- Born: Παναγιώτης Κιάμος 4 October 1975 (age 50) Athens, Greece
- Genres: Laiko, pop
- Occupation: Singer
- Instrument: Vocals
- Years active: 1993–present
- Labels: Music Box International (1999-2005); Universal Music Greece (2006-2012); Cobalt Music (2013-2025); Panik Records (2025-present);
- Website: www.panoskiamos.gr

= Panos Kiamos =

Greek singer (born 1975)

Panos Kiamos (Greek: Πάνος Κιάμος, /el/) is a Greek laiko–pop singer.

==Early life==
Kiamos was born on 4 October 1975 in Athens, where he spent the rest of his adolescent life. In 1994, at the age of 18, he passed the entry exams for medical school. However, it was around the same time that he discovered his interest in music, leading to his decision to reject the medical school's offer of a scholarship. He began to learn to play the guitar, and took up music theory lessons.

==Musical career==
His early career began with appearances in major nightclubs alongside well-established names in the Greek music scene, such as Tolis Voskopoulos, Makis Christodoulopoulos, Eleni Dimou and Giorgos Alkaios.

In 1998, Kiamos released his first CD entitled Enas Erotas Latria ke Anagki, from which two songs gained popularity: Ola Ya Senane Milane (Horis Nero) and Trelos Ya Sena.

In 1999, he released his second CD Den Ise Moni. This was followed in 2000 by Tou Erota Feggaria.

In 2002, Kiamos made progress in the northern city of Thessaloniki. The songs Alithina (Truly) and Arketa (Enough) from the CD Tis Nyhtas Oniro (Dream of the Night) became popular in the north, and as a result Kiamos' stock rose considerably. The CD To Gelio Sou Klei followed a year later; by this stage, he had become a household name throughout the country.

In 2004, he released a live CD entitled Panos Kiamos Live Sto Fix, which included performances of his own work, as well as various popular hits.

In 2005, Kiamos appeared at Asteria, one of the most popular entertainment venues in Athens, with the initial 20 scheduled performances turning into 9 consecutive months (April–January).

In the summer of 2006, while still performing at Asteria, Kiamos signed a contract with Universal Music; his first collaboration with the label, Monima Erotevmenos, was released in June that year. In October, Kiamos began performing at Anodos in Piraeus. At the start of May 2007, Kiamos agreed to perform at Politeia in Thessaloniki. The CD single Metakomizo was released as a forerunner to his next full album, Gyrna Se Mena. In October, Kiamos returned to Anodos for a second series of performances.

At the start of 2008, Kiamos began a series of appearances at Pyli Axiou in Thessaloniki, before embarking on a string of performances throughout Greece, Cyprus and Germany. The completion of his touring was followed by the release of his second live CD, Oi Dikes Mas Nichtes. November saw the release of a studio album, Gia Agapi Etoimasou.

Late in 2010, he released a new album called "Tha Ziso Gia Mena" which won 4 platinum awards and a Best Song Award for "Sfiriksa kai elikses".

In April 2011, he released another hit album called "Olokainourgios", which also went on to win platinum awards and 1 award for best songs "Apo Deftera", and won the Best Music Video Award for "Olokainourgios".

On March 10, 2012, he released "Krystalla." In June, he released "To Aima Mou Piso," which became popular on Greek and North American radio stations.
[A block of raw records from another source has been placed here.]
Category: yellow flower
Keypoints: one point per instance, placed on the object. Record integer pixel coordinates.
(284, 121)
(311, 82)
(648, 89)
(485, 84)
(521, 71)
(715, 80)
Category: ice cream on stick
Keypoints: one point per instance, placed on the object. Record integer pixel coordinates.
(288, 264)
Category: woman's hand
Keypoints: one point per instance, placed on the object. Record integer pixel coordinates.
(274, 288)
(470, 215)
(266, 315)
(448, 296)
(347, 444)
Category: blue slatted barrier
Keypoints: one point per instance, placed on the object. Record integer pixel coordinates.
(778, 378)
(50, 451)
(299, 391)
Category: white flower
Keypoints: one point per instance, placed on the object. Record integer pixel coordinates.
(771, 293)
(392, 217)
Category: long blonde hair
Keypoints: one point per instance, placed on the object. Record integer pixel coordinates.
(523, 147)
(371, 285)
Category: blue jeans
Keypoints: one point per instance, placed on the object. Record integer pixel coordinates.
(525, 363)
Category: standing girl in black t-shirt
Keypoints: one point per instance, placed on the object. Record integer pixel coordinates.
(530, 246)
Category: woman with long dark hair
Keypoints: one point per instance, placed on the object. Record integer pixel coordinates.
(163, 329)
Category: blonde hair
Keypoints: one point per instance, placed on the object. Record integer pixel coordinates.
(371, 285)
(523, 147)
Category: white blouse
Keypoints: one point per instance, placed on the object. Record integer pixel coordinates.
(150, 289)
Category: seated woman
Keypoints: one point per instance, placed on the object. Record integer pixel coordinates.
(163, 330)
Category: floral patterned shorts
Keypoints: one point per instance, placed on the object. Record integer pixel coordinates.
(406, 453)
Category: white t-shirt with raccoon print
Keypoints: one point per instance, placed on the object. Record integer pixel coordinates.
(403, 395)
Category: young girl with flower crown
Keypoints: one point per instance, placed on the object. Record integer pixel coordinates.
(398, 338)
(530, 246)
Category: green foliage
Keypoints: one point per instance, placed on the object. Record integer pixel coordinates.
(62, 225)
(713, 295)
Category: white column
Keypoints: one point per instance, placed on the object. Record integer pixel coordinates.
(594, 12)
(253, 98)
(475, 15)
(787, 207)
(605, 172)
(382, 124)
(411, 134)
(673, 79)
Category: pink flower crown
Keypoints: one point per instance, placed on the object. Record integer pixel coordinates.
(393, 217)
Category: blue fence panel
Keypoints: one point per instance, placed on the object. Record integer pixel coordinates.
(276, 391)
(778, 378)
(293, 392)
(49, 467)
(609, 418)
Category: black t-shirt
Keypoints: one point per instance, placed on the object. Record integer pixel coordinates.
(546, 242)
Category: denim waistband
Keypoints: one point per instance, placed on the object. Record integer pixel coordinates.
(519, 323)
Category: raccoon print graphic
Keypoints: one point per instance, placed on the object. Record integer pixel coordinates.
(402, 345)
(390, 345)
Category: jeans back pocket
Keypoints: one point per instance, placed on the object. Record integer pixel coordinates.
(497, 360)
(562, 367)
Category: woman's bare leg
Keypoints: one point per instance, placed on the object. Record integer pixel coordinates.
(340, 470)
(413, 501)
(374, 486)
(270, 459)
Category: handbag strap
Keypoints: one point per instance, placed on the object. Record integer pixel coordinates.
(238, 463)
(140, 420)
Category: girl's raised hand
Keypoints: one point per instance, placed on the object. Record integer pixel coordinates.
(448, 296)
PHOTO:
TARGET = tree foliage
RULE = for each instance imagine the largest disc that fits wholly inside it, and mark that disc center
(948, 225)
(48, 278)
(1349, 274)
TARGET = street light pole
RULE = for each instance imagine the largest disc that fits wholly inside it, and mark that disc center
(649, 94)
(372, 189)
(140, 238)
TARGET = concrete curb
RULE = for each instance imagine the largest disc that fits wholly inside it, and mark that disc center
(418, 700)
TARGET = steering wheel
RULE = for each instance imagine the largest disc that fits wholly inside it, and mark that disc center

On July 8, 2012, he released his album Krystalla, which included a Greek reggae song and a cover of Bulgarian singer Azis's song "Sen Trope" ("Saint-Tropez"), titled "Fotia me Fotia" ("Fire with Fire").

==Personal life==
In 2005, Kiamos met his future wife, Zacharoulla. When Kiamos was performing at a nightclub in Piraeus, after finishing his performance, Zacharoulla, a self-confessed fan of his music, went to the back door to request an autograph. Kiamos continued performing at the same club and after several encounters, they started a relationship which would remain secret until their marriage six months later.

The couple has three children together - Liana (born in 2008), and Vasilis (born in 2010). On September 1, 2011, their third child, a boy, was born.

Kiamos is a devout Greek Orthodox Christian and he often wears a rosary. Every time, he tries to take advantage of the holidays of 25 March or the local holiday of the feast of Saint St Andreas (patron saint of Patras, where he finds the opportunity to visit the homonymous temple, since his relationship with religion is very close.